Underfloor Heating Carbon film Prices :: Discount Floor Heating


----------



## fixitsan (Apr 15, 2008)

iangreentree said:


> Underfloor Heating Carbon film Prices :: Discount Floor Heating



I think it is the case that once you cut that strip to thye length you need you expose the edges of the copper power conductors running along either side. That would be the same as having an exposed wire at mains voltages. I would think yoiu would need to look very carefully at how yoiu protect the cut edge, and perhaps only ever consider installing it outside of any vivarium , where there is less chance of it becoming wet.


----------



## STReptiles (Feb 6, 2009)

just cover the edges in electrical tape, viola


----------



## sasandjo (Dec 8, 2007)

dont see any reason why it couldnt be used in racks and the likes when the mats never gonna be in contact with water,humidity etc.....


----------



## DannyLeigh (Aug 4, 2008)

It's a good idea but isn't it just cheaper and safe to buy a normal heatmat that's the right size?


----------



## fixitsan (Apr 15, 2008)

sasandjo said:


> dont see any reason why it couldnt be used in racks and the likes when the mats never gonna be in contact with water,humidity etc.....


When does life ever go to plan though?
You open a lid on a rub one day and your snake slips out./ Damnit, now yoiu have to reach around the back of some of the other rubs to get the runaway out, and while you do that your arm rubs against the bare wire.

Worse still, what if it happens to someone else who you trusted to look after your animals while you took a break.

There isn't even a good finanical reason to use that stuff anyway, it certainly isn't the cheapest, so why spend money to create some danger......unless life is just very very dull and yoiu need a bit of a kick ? !!


----------



## sasandjo (Dec 8, 2007)

i agree its not the cheapest and it'd be just as cheap to use mats...but set up right there wont be any bare wires on show(all should taped under insulation tape) and it would be perfectly safe...i will point out i've never lost a snake or had one slip out of the boxes when sliding them out of my racks,but then i dont use lids ,so when sliding the tubs out the only way the snake can go is towards me...

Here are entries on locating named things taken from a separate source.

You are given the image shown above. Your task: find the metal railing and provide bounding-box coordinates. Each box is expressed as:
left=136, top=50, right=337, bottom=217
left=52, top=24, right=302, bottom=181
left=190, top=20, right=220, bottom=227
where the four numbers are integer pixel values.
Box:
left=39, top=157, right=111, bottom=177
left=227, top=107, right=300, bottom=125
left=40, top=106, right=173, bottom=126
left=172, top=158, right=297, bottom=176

in my original post i was just pointing out theres no real reason u couldnt use them,,,heck plenty of peeps still use heat mats in vivs etc and there not even waterproof


----------



## fixitsan (Apr 15, 2008)

sasandjo said:


> i agree its not the cheapest and it'd be just as cheap to use mats...but set up right there wont be any bare wires on show(all should taped under insulation tape) and it would be perfectly safe...i will point out i've never lost a snake or had one slip out of the boxes when sliding them out of my racks,but then i dont use lids ,so when sliding the tubs out the only way the snake can go is towards me...
> 
> in my original post i was just pointing out theres no real reason u couldnt use them,,,heck plenty of peeps still use heat mats in vivs etc and there not even waterproof



True enough, but it needs pointing out that the manufacturer's datasheet instructs the installer that under no circumstances should the mat be used where there will be furniture above the floor surface, such as cupboards, and probably sofa's too, because there is a risk of overheating.

The mat is designed to cope with a particular heat loss which relates to that amount of heat lost through a laminate floor surface with a membrane in between the two. Any furniture placed on top could cause dangerous levels of heat to build up and the mat is only to be installed below an uncovered floor surface.

For that reason alone I wouldn't recommend anyone to use it below a vivarium, which would have the same effect as creating a heat trap similar to the one mentioned in the datasheet


----------



## sasandjo (Dec 8, 2007)

its the same with heat mats,the manufacturers of them state that there should be sufficient air flow around the mat to provent overheating...u wouldnt stick them under a viv anyways due to overheating and loss of heat transference especially with wooden vivs most the glass ones used (exoterras etc ) have raised bottoms to allow the air flow as the glass could and will crack with the overheating..

i'd happily use the product but financially it dont make sense too me,when mats are so cheap

jo


----------



## 7109 (Jan 6, 2008)

DannyLeigh said:


> It's a good idea but isn't it just cheaper and safe to buy a normal heatmat that's the right size?


was just thinking the same thing :lol2:


----------